- ATM Poster
- Genre: Crime Heist Thriller
- Written by: Harish Shankar
- Directed by: C. Chandra Mohan
- Presented by: Shirish
- Starring: Subbaraju VJ Sunny Krishna Burugula
- Music by: Prashanth R Vihari
- Country of origin: India
- Original language: Telugu

Production
- Producers: Harshith Reddy Hanshitha Reddy
- Cinematography: Monic Kumar G
- Production company: Dil Raju Productions

Original release
- Network: ZEE5
- Release: 20 January 2023

= ATM (TV series) =

Indian Telugu-language web-series

ATM is an Indian Telugu-language heist thriller streaming television series set in Hyderabad, starring Subbaraju, VJ Sunny, Krishna Burugula, Ravi Raj, Roiel Shree, Divi Vadthya, Divya Vani, and Prudhvi Raj. It was directed by debutant C. Chandra Mohan, from a story penned by Harish Shankar, and produced by Harshith and Hanshitha Reddy, under Dil Raju Productions, a subsidiary wing of Sri Venkateswara Creations.

The music was scored by Prashanth R Vihari, cinematography by Monic Kumar G, and dialogues written by Vijay Muthyam and CP Emmanuel. The series follows four youngsters from the slums of Hyderabad, who rob for their livelihood. They get trapped in a high-profile case and are named the most-wanted accused. It was streamed on ZEE5 from 20 January 2023.

== Plot ==
Jagan, Karthik, Abhay and Harsha are four streetsmart youngsters who live in the slums of Hyderabad and are often involved in petty thefts to earn their bread and live a happy life. One day fate forces the four of them to attempt that one big robbery that changes their life and fate forever and in this attempt their paths cross with a strict and ruthless cop called Hegde and a political leader named Gajendra, both of them eyeing their loot. How do the four guys save themselves and how do they escape from the hunt of Hegde forms the story of ATM.

== Cast ==
- Subbaraju as Hegde
- VJ Sunny as Jagan
- Krishna Burugula as Karthik
- Divi Vadthya as Ramya Nayak
- Prudhvi Raj as Gajendra
- Ravi Raj as Abhay
- Roiel Shree as Harsha
- Divya Vani as CI Uma Devi
- Shafi as Mentor
- Dayanand Reddy as Jagan's father

== Release ==
In early 2022, ZEE5 announced a slate of Telugu series and films, with ATM being one of them, scheduled for a release on 20 January 2023.

The teaser of the series was released on 8 January 2023.

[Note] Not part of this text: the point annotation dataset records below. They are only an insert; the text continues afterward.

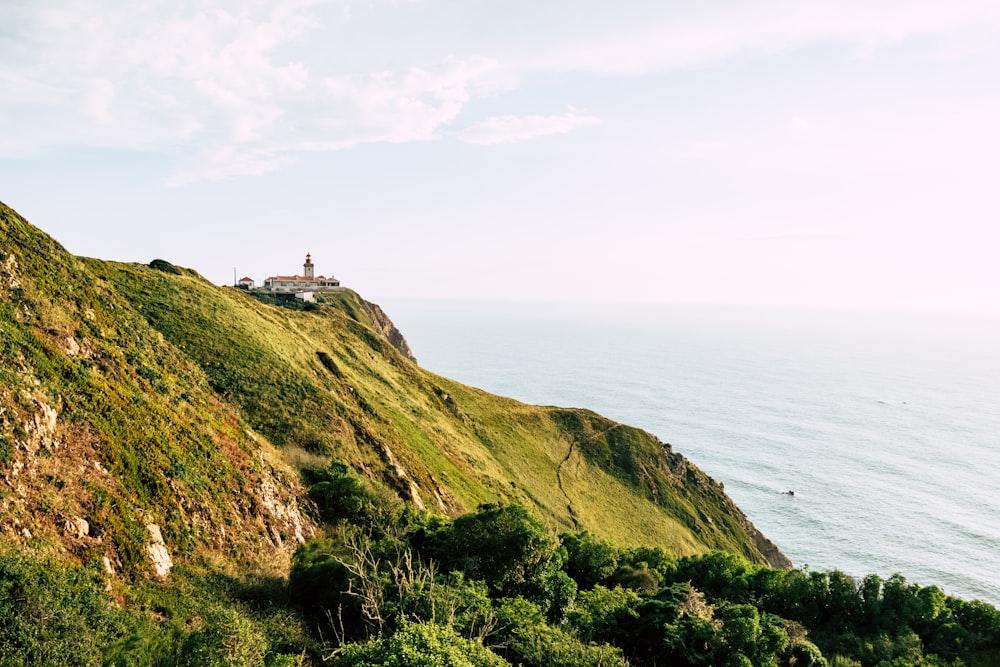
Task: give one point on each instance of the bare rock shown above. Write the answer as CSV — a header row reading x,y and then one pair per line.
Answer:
x,y
157,551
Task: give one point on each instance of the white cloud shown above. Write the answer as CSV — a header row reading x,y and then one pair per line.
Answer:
x,y
241,87
512,129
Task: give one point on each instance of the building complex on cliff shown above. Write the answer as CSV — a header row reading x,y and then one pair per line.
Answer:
x,y
305,284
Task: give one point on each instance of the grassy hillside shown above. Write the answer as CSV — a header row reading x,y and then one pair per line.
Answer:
x,y
136,395
106,429
322,382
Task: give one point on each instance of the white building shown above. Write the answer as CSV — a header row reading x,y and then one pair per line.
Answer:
x,y
308,282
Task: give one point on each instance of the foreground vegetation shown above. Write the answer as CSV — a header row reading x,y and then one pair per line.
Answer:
x,y
388,585
145,412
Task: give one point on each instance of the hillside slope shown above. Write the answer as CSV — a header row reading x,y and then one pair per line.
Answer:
x,y
112,440
136,395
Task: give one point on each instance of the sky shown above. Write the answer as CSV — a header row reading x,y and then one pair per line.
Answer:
x,y
780,153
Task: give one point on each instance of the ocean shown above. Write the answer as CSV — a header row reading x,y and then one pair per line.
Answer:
x,y
885,426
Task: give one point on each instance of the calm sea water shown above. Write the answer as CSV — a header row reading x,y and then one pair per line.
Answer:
x,y
886,427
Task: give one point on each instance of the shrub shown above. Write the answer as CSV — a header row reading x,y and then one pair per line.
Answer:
x,y
425,644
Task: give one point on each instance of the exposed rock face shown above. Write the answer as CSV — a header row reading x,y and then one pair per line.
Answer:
x,y
156,549
387,330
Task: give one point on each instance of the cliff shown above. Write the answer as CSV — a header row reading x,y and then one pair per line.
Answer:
x,y
142,402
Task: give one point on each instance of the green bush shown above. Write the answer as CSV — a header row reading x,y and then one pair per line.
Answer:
x,y
54,615
226,638
424,644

The makers unveiled the first look teaser through social media platforms on 16 August 2022 and an official trailer on 11 January 2023 which shows that "Jagan leads a dangerous lifestyle. He makes a living stealing money from other people, alongside his three underdog travelling companions. Whatever the reason, their propensity for shortcuts eventually puts them in danger."